Das gelte selbst dann, wenn der Gesellschafter anschließend immer noch mittelbar beteiligt sei. Mitunternehmer der Untergesellschaft sei allein die Obergesellschaft. Die seit 1992 geltende Neuregelung in § 15 Abs. 1 Nr. 2 Satz 2 EStG, wonach der mittelbar Beteiligte dem unmittelbar beteiligten Mitunternehmer gleichstehe, ändere an dem Ergebnis nichts. Zwar gelte die Vorschrift über § 7 GewStG auch im Gewerbesteuerrecht. Der gewerbesteuerliche Verlustvortrag könne aber nicht doppelt verrechnet werden, so dass es einer Abgrenzung zwischen der mittelbaren und unmittelbaren Mitunternehmerstellung bedürfe. Nach dem Zweck der Regelung sei der Obergesellschafter unmittelbarer Mitunternehmer der Untergesellschaft nur im Rahmen seines Sonderbetriebsbereichs. Deshalb seien bei der Gewerbesteuer gemäß § 10a Satz 1 GewStG auch nur diejenigen Verluste vorangegangener Erhebungszeiträume mit den Gewinnen aus seinem Sonderbetriebsbereich zu verrechnen, die in dem Sonderbetriebsbereich des mittelbar beteiligten Gesellschafters bei der Untergesellschaft entstanden seien. Den §§ 18 Abs. 1 Satz 2, 19 Abs. 2 und 22Abs. 4 UmwStG könne nicht der Grundsatz entnommen werden, dass bei Verschmelzungen und Einbringungen der Verlustvortrag des aufgenommenen Unternehmens nicht verloren gehe, solange die Besteuerungsart erhalten bleibe. Alle diese Vorschriften beträfen die Verrechnung von Verlusten eines Unternehmens mit Gewinnen eines anderen Unternehmens, während es im Streitfall um den Verlustvortrag bei ein und demselben Unternehmen gehe.

 

Hinweis

Über die Frage des Umfangs der Mitunternehmerstellung des Obergesellschafters bei der Untergesellschaft hatte schon der VIII. Senat des BFH mit seinem Beschluss vom 31.8.1999, VIII B 74/99 (BStBl. II 1999, 794) entschieden. Der IV. Senat schließt sich im hiesigen Fall der Ansicht des VIII. Senats an, dass die mittelbare Mitunternehmerstellung des Obergesellschafters bei der Untergesellschaft nur in Bezug auf den Sonderbetriebsbereich gilt. Im Übrigen ist Mitunternehmer nur die Obergesellschaft selbst.

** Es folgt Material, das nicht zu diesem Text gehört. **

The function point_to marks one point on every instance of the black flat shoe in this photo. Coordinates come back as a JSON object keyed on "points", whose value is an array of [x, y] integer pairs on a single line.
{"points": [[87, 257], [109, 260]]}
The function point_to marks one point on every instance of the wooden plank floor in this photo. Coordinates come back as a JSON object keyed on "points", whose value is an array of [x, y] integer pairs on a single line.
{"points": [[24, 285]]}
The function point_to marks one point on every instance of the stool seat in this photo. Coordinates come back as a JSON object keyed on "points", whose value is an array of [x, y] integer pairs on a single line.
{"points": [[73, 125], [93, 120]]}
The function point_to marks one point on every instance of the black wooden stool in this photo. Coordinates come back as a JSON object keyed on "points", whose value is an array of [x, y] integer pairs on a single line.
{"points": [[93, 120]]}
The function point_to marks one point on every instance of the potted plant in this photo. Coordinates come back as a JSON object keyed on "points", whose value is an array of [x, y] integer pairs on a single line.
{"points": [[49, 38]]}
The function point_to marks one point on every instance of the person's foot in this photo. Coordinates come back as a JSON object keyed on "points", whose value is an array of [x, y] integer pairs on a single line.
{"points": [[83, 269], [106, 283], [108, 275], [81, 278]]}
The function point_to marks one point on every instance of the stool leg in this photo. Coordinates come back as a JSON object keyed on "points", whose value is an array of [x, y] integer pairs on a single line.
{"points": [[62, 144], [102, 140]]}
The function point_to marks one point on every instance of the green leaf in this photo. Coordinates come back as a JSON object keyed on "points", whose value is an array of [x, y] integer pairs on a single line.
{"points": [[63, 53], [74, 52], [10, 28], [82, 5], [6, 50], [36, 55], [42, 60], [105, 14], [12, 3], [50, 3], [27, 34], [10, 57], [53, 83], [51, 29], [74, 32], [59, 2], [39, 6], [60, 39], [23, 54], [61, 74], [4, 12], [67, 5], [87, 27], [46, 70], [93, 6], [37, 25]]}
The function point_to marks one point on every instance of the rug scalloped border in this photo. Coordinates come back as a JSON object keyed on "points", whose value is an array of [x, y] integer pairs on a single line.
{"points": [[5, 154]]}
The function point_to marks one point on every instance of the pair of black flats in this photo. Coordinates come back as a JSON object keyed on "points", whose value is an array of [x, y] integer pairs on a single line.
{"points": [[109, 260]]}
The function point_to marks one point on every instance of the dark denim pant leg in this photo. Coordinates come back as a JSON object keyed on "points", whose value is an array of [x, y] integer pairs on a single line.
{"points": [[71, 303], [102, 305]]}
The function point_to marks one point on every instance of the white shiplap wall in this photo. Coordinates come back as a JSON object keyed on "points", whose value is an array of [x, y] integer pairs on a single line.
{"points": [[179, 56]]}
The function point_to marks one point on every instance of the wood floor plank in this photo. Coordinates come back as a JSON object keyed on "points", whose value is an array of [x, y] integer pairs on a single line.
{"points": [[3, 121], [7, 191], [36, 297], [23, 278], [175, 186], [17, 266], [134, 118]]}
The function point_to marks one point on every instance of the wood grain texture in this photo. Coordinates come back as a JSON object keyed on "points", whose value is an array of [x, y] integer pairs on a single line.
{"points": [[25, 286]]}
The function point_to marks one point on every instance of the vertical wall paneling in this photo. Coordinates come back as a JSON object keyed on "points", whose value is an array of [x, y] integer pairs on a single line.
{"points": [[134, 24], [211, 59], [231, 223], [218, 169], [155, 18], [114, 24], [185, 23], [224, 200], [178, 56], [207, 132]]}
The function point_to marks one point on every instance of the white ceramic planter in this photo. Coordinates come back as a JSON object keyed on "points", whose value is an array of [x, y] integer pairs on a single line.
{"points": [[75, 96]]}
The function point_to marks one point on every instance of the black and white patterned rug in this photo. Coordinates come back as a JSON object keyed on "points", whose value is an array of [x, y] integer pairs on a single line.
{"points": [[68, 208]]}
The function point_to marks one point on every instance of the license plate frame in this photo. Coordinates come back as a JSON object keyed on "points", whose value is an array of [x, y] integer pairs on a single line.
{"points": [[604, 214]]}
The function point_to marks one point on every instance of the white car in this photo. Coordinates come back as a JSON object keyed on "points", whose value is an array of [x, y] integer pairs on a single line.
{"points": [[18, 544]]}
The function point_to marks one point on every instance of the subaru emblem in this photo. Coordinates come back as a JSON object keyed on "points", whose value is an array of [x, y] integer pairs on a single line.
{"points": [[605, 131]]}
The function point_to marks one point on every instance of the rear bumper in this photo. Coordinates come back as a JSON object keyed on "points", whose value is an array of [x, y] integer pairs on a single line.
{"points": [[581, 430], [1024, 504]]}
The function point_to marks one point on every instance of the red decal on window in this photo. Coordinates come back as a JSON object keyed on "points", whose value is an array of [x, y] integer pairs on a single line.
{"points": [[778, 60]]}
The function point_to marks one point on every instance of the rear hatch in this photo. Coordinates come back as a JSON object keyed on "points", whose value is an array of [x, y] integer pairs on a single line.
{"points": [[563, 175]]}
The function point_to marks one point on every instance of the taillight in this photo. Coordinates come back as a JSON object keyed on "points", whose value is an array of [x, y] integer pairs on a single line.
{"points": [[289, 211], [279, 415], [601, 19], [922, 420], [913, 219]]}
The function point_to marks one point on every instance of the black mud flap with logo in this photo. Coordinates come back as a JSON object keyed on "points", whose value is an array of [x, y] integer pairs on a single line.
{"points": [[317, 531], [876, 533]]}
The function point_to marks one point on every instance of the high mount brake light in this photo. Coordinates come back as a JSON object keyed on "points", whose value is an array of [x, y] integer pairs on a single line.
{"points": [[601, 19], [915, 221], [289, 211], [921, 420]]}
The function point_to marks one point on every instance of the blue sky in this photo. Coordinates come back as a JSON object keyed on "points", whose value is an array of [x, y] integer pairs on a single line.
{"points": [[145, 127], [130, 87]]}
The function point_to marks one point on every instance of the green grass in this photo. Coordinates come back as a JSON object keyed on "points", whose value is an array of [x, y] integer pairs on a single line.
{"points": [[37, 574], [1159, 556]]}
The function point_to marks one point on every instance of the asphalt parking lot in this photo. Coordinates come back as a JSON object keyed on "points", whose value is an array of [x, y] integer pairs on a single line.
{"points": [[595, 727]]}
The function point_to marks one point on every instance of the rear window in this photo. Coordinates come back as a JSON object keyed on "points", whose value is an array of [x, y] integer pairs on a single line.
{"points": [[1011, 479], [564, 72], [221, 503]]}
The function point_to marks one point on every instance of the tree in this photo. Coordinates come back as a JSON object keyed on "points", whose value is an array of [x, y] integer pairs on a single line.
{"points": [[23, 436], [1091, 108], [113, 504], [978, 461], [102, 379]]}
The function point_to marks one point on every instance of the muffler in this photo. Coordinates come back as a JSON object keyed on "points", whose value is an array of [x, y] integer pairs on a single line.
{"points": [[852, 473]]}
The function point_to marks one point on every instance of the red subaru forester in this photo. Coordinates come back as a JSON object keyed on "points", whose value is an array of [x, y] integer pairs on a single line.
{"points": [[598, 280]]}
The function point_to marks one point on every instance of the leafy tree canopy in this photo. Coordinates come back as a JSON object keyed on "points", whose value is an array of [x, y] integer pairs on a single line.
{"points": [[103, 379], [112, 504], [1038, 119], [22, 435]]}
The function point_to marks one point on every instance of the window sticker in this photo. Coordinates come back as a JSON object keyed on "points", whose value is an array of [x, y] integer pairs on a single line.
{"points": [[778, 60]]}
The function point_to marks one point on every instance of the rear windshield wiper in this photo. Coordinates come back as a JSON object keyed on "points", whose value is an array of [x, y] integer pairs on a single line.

Aus dieser Betrachtung folgt, dass ein Gesellschafterwechsel auf der Ebene der Untergesellschaft zu einem Wechsel der Mitunternehmer führt und damit der auf den ausgeschiedenen Gesellschafter entfallende gewerbesteuerliche Verlustvortrag endgültig verloren geht. Umgekehrt beeinflusst ein Gesellschafterwechsel bei der Obergesellschaft nur den Mitunternehmerbestand bei der Obergesellschaft. Für die Untergesellschaft ergeben sich keine Auswirkungen.